When your computation involves long-lived, mutable state, an Actor encapsulates that securely preventing corruption and race conditions. On the other hand, actors are not composable, but they do provide a lot of flexibility in how you construct networks of interacting computations. This is true only providing you don't limit actor responses to always and only sending them (the response to a request) back to the actor from which the request was received. If you only send responses to the requesting actor, you're limited to a tree-structured pattern of inter-actor interaction.
In any real, non-trivial system, you're very likely to use both formalisms, Future and Actor.

Using Scala Akka framework for blocking CLI calls

I'm relatively new to Akka & Scala, but I would like to use Akka as a generic framework to pull together information from various web tools, and cli commands.
I understand the general principal that in an Actor model, it is highly desirable not to have the actors block. And in the case of the http requests, there are async http clients (such as Spray) that means that I can handle the requests asynchronously within the Actor framework.
However, I'm unsure what is the best approach when combining actors with existing blocking API calls such as the scala ProcessBuilder/ProcessIO libraries. In terms of issuing these CLI commands I expect a relatively small amount of concurrency, e.g. perhaps executing a max of 10 concurrent CLI invocations on a 12 core machine.
Is it better to have a single actor managing these CLI commands, farming the actual work off to Futures that are created as needed? Or would it be cleaner just to maintain a set of separate actors backed by a PinnedDispatcher? Or something else?
From the Akka documentation ( http://doc.akka.io/docs/akka/snapshot/general/actor-systems.html#Blocking_Needs_Careful_Management ):
"
Blocking Needs Careful Management
In some cases it is unavoidable to do blocking operations, i.e. to put a thread to sleep for an indeterminate time, waiting for an external event to occur. Examples are legacy RDBMS drivers or messaging APIs, and the underlying reason in typically that (network) I/O occurs under the covers. When facing this, you may be tempted to just wrap the blocking call inside a Future and work with that instead, but this strategy is too simple: you are quite likely to find bottle-necks or run out of memory or threads when the application runs under increased load.

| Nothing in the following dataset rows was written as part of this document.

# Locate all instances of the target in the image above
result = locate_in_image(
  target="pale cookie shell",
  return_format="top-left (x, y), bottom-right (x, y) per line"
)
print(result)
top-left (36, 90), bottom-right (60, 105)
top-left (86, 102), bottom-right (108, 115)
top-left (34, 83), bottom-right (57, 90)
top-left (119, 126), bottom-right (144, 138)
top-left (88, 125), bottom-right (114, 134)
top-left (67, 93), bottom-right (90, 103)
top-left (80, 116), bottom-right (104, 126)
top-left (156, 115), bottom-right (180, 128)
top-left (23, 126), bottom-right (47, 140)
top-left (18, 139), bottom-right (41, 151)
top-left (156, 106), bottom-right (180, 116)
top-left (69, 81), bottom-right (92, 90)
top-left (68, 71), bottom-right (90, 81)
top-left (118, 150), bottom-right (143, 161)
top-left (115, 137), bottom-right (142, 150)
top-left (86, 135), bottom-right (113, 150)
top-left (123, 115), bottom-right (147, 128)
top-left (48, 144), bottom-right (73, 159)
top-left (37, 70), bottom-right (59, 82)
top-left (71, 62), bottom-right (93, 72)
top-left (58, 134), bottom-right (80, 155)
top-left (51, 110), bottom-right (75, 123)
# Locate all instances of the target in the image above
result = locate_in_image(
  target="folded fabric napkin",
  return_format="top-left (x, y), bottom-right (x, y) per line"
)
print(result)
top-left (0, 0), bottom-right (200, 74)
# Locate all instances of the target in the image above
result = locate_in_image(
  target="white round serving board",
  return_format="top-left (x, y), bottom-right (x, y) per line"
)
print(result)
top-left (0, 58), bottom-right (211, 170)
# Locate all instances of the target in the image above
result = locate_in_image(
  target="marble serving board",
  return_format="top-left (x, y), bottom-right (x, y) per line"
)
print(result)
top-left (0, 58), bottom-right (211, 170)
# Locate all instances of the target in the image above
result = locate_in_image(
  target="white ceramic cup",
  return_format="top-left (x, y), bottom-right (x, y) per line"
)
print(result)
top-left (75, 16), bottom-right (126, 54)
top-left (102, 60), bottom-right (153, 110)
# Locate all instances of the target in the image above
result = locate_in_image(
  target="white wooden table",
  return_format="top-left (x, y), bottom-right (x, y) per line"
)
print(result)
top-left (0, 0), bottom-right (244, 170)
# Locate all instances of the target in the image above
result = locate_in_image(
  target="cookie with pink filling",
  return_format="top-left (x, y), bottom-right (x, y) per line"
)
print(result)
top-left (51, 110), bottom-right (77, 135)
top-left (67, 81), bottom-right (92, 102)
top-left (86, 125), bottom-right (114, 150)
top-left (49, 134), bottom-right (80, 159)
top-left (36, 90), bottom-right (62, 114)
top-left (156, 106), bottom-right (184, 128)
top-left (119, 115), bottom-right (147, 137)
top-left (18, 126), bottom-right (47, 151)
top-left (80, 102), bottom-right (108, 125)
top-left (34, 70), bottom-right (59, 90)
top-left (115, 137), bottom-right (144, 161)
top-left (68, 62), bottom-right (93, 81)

The non-exhaustive list of adequate solutions to the “blocking problem” includes the following suggestions:
Do the blocking call within an actor (or a set of actors managed by a router [Java, Scala]), making sure to configure a thread pool which is either dedicated for this purpose or sufficiently sized.
Do the blocking call within a Future, ensuring an upper bound on the number of such calls at any point in time (submitting an unbounded number of tasks of this nature will exhaust your memory or thread limits).
Do the blocking call within a Future, providing a thread pool with an upper limit on the number of threads which is appropriate for the hardware on which the application runs.
Dedicate a single thread to manage a set of blocking resources (e.g. a NIO selector driving multiple channels) and dispatch events as they occur as actor messages.
The first possibility is especially well-suited for resources which are single-threaded in nature, like database handles which traditionally can only execute one outstanding query at a time and use internal synchronization to ensure this. A common pattern is to create a router for N actors, each of which wraps a single DB connection and handles queries as sent to the router. The number N must then be tuned for maximum throughput, which will vary depending on which DBMS is deployed on what hardware."